LATE BRAKING NEWS

Late Braking News

Action being taken today by the Australian Writers of Comedy Wackiness And Risible Drivel (AWCWARD)  against former foreign minister Bob Carr after he boasted of extensive self-parody in his recent book "I Want My Muesli Now". Writers claim that parody is their business, and that Bob Carr should stick to what he's good at - embarrassing Australia overseas.

The comedy writers intend to extend the legal fight, setting in motion a class action against all Australian politicians, with particular reference to the NSW Liberal party, and seeking specific damages from former Premier Barry O'Farrell, Senator Arthur Sinodinos, and PM Mr Tony Abbott.

"They're doing us out of a job", said Jeff Browett,  AWCWARD Victorian Branch Assistant Treasurer, who went on to explain: "It's basically a demarcation dispute. We're suing them for restraint of trade, practising comedy without a license, and some other legal and grown-up sounding things. Look at the facts : here's Barry at ICAC saying he doesn't remember being given a $3000 bottle of wine, next day someone turns up with a handwritten thank you note from Barry. He describes this 'a massive memory fail'. Brilliant stuff. Hilarious. He then resigns and Tony Abbot describes this is "an act of integrity unparalleled in the history of Australian politics". I nearly pissed myself. This is comedy, there's no getting away from it, and as such should be written by dues-paying members of our guild. We've got a living to make, and it's hard enough at the best of times. I've got a number of children, can't remember any of their names right at the moment, but they're all in very expensive rehab facilities and I've got bills to pay."

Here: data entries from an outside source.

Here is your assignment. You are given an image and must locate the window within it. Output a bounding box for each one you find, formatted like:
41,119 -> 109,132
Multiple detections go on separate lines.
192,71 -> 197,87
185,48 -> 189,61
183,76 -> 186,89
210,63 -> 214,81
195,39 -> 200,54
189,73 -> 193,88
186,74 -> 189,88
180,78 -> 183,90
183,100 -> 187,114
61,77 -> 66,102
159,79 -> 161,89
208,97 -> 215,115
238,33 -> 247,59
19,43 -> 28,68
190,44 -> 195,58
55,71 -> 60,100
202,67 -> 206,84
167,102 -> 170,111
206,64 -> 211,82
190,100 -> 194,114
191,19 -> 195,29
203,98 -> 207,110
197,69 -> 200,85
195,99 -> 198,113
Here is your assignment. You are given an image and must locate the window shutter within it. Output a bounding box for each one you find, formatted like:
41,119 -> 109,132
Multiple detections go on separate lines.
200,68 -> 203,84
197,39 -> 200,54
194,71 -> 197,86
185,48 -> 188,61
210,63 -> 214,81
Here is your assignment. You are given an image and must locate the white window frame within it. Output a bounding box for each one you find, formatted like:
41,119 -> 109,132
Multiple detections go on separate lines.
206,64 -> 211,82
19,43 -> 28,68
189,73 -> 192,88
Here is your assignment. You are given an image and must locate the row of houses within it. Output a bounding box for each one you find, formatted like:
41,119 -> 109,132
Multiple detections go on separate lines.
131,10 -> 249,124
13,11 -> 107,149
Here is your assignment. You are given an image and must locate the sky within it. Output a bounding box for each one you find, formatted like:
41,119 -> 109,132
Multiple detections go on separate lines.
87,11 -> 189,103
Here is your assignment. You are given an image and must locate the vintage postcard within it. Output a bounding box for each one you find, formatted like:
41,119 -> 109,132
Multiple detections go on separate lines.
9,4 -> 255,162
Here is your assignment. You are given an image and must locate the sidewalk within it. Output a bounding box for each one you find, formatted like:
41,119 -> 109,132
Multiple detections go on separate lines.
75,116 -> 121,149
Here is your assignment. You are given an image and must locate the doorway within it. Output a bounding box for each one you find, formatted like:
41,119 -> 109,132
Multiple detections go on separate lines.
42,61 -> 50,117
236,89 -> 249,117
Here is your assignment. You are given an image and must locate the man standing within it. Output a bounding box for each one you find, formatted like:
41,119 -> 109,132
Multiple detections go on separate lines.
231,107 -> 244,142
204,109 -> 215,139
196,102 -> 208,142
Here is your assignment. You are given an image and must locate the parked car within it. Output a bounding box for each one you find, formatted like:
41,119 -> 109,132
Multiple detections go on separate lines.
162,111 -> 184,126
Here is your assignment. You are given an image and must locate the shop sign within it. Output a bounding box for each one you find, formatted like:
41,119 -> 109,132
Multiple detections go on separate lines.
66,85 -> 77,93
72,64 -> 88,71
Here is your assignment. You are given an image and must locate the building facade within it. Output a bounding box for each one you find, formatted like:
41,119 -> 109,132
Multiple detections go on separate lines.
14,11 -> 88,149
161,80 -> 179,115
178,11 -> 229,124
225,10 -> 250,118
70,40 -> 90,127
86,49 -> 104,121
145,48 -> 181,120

"It's got to stop", said Mr Browett; "Bloody Bob Carr writes several hundred pages of risible drivel, including the killer joke about complaining to Lufthansa about the lack of subtitles on an opera on the inflight entertainment, a bloody OPERA and not even an associate member due paid to our guild. Bloody outrageous. If this sort of bullshit keeps up I'll be getting into politics myself. And I tell you what mate, I'll forget anything you want forgotten. However you need to know that I don't drink, so if some grateful business associates delivers three thousand bottles of home-brand mineral water to my place, there's a fighting chance I'll notice."